Malgré une crise financière hors du commun en 2008 et malgré l'effondrement de la croissance en 2009 et 2010, nous avons su voter des réformes structurelles pour affronter l'avenir la tête haute.

Je pense ici à la réforme des retraites et celle des régimes spéciaux. Je pense au non-remplacement d'un fonctionnaire sur deux partants à la retraite. Mais je pense également à l'instauration du service minimum dans les transports et à l'école, ou encore à l'autonomie des universités. Réformes qui nous ont permis de réduire nos déficits sans fragiliser la qualité des services publics.

Concernant la compétitivité des entreprises, nous avons supprimé la taxe professionnelle et créé le crédit impôt recherche. Nous avons créé une banque de l'industrie chargée d'aider toutes les entreprises et en particulier les PME. Le coût du travail s'est vu réduit pour les entreprises et le chômage pour les jeunes a été largement affaibli grâce à l'incitation à l'alternance ou l'exonération de charges à l'embauche d'un jeune par une TPE. Enfin, je n'oublie pas le système suicidaire des 35h pour les entreprises qui a été assoupli.

Du côté social, nous avons revalorisé les minima sociaux de 25% (allocation adulte handicapé (AAH), minimum vieillesse). J'ajoute que nous avons mis en place des mesures pour lutter contre les fraudes sociales et ainsi préserver notre système social et de santé.

J'en viens maintenant à la sécurité. Beaucoup a été fait dans ce domaine également avec notamment l'instauration des peines planchers.

Afin de préserver notre modèle républicain et laïc, nous avons fait passer l'interdiction du port de la burqa dans les lieux publics.

La lutte contre l'immigration illégale a été consolidée avec 30 000 immigrés clandestins reconduits à la frontière tous les ans.

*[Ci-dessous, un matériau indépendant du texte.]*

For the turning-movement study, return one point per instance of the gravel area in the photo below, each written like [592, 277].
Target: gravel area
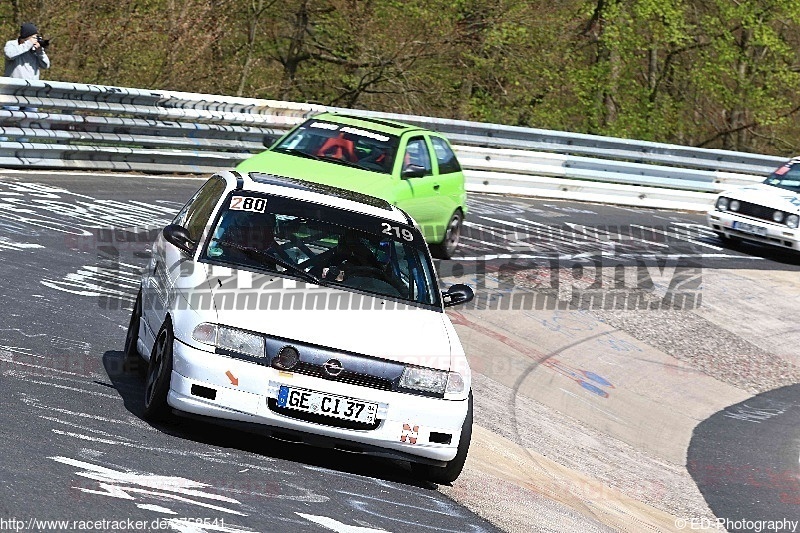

Nous avons bien sûr voté toutes ces mesures dans un souci de réduire la dette publique. Les mesures anti-déficit décidées au Parlement permettront un retour à l'équilibre des finances en 2016.

C'est donc dans ce contexte de difficulté économique, politique et financière que nous avons voté toutes ces mesures chargées de sens et d'espoir. C'est donc avec émotion que la session parlementaire s'est achevée mardi, tournée vers l'avenir.